FalconEYE

███████╗ █████╗ ██╗      ██████╗ ██████╗ ███╗   ██╗███████╗██╗   ██╗███████╗
██╔════╝██╔══██╗██║     ██╔════╝██╔═══██╗████╗  ██║██╔════╝╚██╗ ██╔╝██╔════╝
█████╗  ███████║██║     ██║     ██║   ██║██╔██╗ ██║█████╗   ╚████╔╝ █████╗
██╔══╝  ██╔══██║██║     ██║     ██║   ██║██║╚██╗██║██╔══╝    ╚██╔╝  ██╔══╝
██║     ██║  ██║███████╗╚██████╗╚██████╔╝██║ ╚████║███████╗   ██║   ███████╗
╚═╝     ╚═╝  ╚═╝╚══════╝ ╚═════╝ ╚═════╝ ╚═╝  ╚═══╝╚══════╝   ╚═╝   ╚══════╝

Next-Generation Security Code Analysis Powered by Local LLMs

by hardw00t & h4ckologic

FalconEYE represents a paradigm shift in static code analysis.
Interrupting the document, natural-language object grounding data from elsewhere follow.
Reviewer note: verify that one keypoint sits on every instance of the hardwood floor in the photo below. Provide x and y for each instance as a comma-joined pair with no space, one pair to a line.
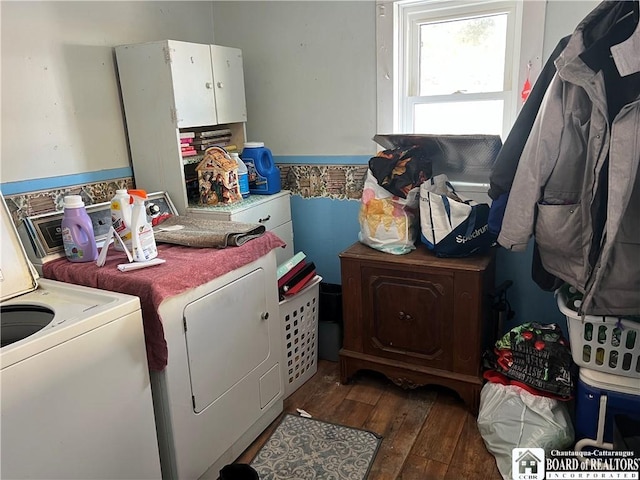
428,433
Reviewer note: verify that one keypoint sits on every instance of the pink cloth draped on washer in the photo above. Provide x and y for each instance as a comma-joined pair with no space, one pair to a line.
185,268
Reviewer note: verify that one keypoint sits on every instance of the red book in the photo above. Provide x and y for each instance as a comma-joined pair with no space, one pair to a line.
189,153
300,277
291,273
301,284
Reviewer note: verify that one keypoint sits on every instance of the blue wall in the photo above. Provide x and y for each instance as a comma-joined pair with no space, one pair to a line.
323,228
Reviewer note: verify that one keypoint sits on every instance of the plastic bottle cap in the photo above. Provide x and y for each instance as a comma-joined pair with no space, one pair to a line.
138,193
73,201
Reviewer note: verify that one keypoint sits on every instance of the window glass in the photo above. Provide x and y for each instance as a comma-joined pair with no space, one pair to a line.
463,56
480,117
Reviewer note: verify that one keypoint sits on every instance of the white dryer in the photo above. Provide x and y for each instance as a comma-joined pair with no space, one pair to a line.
75,393
222,385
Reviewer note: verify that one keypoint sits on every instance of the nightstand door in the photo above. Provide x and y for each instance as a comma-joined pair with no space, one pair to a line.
408,316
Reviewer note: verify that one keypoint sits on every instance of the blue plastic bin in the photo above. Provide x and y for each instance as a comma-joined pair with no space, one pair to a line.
621,394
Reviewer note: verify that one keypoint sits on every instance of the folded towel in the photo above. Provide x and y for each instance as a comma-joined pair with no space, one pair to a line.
199,232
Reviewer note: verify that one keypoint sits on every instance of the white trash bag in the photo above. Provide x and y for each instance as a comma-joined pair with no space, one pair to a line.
387,222
510,417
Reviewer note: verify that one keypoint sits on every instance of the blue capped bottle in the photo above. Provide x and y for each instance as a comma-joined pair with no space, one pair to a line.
264,176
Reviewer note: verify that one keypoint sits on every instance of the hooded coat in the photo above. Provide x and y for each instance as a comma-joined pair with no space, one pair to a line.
577,187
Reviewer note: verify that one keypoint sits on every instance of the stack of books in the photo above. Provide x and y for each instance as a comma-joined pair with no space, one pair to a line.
196,142
294,274
186,144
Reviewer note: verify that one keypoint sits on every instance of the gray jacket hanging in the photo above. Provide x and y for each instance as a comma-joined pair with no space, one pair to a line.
577,187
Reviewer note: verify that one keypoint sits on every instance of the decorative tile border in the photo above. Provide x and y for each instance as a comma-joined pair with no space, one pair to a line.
46,201
338,182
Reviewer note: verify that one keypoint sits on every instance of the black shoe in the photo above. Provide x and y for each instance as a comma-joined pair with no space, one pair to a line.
238,471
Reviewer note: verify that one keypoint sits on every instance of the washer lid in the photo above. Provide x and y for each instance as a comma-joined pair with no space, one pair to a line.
17,274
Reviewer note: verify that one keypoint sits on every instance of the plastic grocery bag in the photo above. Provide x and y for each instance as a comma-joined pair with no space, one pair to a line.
388,223
510,417
451,225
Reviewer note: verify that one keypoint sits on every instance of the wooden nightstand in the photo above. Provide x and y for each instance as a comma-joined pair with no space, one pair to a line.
417,318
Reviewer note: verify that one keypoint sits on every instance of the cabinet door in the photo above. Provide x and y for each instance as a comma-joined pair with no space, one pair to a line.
228,75
408,316
192,84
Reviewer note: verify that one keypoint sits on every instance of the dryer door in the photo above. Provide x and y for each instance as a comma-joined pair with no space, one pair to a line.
227,337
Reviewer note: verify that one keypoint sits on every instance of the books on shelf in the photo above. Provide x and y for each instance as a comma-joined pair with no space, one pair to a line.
189,152
214,133
210,140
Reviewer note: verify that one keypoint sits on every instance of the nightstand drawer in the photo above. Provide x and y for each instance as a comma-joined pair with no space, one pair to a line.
268,210
271,213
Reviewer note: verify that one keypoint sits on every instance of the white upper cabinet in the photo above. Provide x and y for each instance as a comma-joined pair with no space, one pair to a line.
204,82
228,77
193,91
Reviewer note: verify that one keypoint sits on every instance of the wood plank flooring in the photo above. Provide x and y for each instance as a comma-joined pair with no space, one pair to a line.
428,433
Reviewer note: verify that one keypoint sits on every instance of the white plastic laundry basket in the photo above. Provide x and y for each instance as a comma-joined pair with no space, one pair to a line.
605,344
299,314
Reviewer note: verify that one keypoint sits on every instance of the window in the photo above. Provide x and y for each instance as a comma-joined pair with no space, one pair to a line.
455,67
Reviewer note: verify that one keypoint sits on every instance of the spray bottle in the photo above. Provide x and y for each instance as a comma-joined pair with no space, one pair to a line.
143,242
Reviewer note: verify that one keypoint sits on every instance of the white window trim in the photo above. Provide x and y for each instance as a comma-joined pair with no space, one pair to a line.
526,58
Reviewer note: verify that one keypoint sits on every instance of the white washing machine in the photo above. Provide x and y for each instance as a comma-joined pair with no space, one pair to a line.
222,384
75,393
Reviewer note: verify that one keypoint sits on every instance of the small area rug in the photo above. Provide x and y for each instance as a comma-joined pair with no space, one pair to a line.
308,449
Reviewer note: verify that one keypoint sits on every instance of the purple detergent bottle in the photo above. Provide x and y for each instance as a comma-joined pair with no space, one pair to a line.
77,231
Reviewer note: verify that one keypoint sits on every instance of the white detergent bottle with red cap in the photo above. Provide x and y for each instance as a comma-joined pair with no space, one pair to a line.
121,218
77,231
143,241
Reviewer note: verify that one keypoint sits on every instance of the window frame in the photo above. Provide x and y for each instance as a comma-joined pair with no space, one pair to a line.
393,28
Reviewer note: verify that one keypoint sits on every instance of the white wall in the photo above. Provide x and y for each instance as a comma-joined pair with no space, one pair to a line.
61,111
310,73
309,68
562,17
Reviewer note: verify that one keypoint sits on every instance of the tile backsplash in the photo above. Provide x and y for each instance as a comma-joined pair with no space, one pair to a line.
340,182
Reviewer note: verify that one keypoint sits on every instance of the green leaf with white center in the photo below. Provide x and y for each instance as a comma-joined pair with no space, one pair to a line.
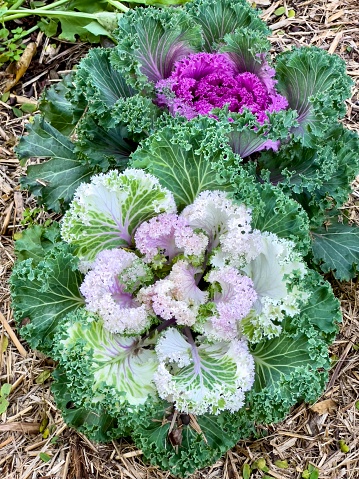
112,361
44,292
277,358
53,182
62,113
220,17
316,86
336,248
187,158
106,212
212,380
151,41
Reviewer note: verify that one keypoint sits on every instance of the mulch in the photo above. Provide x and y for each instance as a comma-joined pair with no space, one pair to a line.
310,435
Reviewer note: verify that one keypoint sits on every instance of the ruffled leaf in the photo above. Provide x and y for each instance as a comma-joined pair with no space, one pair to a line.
316,86
103,147
247,49
336,248
110,362
35,241
55,181
150,41
106,212
214,377
218,18
94,422
44,292
248,136
62,113
186,158
202,441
Instead of relying on predefined vulnerability patterns, it leverages large language models to reason about your code the same way a security expert would — understanding context, intent, and subtle security implications that traditional tools miss.

Why FalconEYE?
How It Works
Getting Started
MLX Backend (Apple Silicon)
Supported Languages
CLI Reference
Output Formats
Configuration
Architecture
Development
FAQ
Discoveries
License

Why FalconEYE?

Traditional security scanners are limited by their pattern databases. They can only find what they've been programmed to look for. FalconEYE is different:

No Pattern Matching — Uses pure AI reasoning to understand your code semantically
Context-Aware Analysis — Retrieval-Augmented Generation (RAG) provides relevant code context for deeper insights
Novel Vulnerability Detection — Identifies security issues that don't match known patterns
LLM-Powered Enrichment — Every finding gets AI-generated descriptions, mitigations, code snippets, and line numbers
Reduced False Positives — Optional AI validation pass filters noise from false alarms
Rich Reporting — Console, JSON, HTML, and SARIF output with interactive dashboards
Smart Re-indexing — Incremental analysis means re-scans only process changed files
Privacy-First — Runs entirely locally with Ollama or MLX — your code never leaves your machine
Apple Silicon Accelerated — Native MLX backend delivers 20-40% faster inference on M-series chips

How It Works

FalconEYE follows a multi-stage analysis pipeline:

┌─────────────────────────────────────────────────────────────────┐
│                     1. CODE INGESTION                          │
│  Scans repository -> Detects languages -> Parses AST structure │
└──────────────────────────────┬──────────────────────────────────┘
                               │
┌──────────────────────────────▼──────────────────────────────────┐
│                    2. INTELLIGENT INDEXING                      │
│  Chunks code semantically -> Generates embeddings -> Stores in │
│  vector database for fast semantic search                      │
└──────────────────────────────┬──────────────────────────────────┘
                               │
┌──────────────────────────────▼──────────────────────────────────┐
│                   3. CONTEXT ASSEMBLY (RAG)                     │
│  For each code segment -> Retrieves similar code -> Gathers    │
│  relevant context from your entire codebase                    │
└──────────────────────────────┬──────────────────────────────────┘
                               │
┌──────────────────────────────▼──────────────────────────────────┐
│                    4. AI SECURITY ANALYSIS                      │
│  LLM analyzes code with context -> Reasons about vulns ->      │
│  Understands data flow -> Identifies security implications     │
└──────────────────────────────┬──────────────────────────────────┘
                               │
┌──────────────────────────────▼──────────────────────────────────┐
│                   5. LLM-POWERED ENRICHMENT                    │
│  Incomplete findings sent back to the LLM for detailed         │
│  reasoning, specific mitigations, code snippets & line numbers │
└──────────────────────────────┬──────────────────────────────────┘
                               │
┌──────────────────────────────▼──────────────────────────────────┐
│                     6. VALIDATION & REPORTING                  │
│  Optional AI validation pass -> Formats findings -> Outputs in │
│  Console/JSON/HTML/SARIF format with actionable remediation    │
└─────────────────────────────────────────────────────────────────┘

Semantic Understanding: FalconEYE reads your code like a security engineer, understanding business logic, data flows, and architectural patterns to identify real vulnerabilities.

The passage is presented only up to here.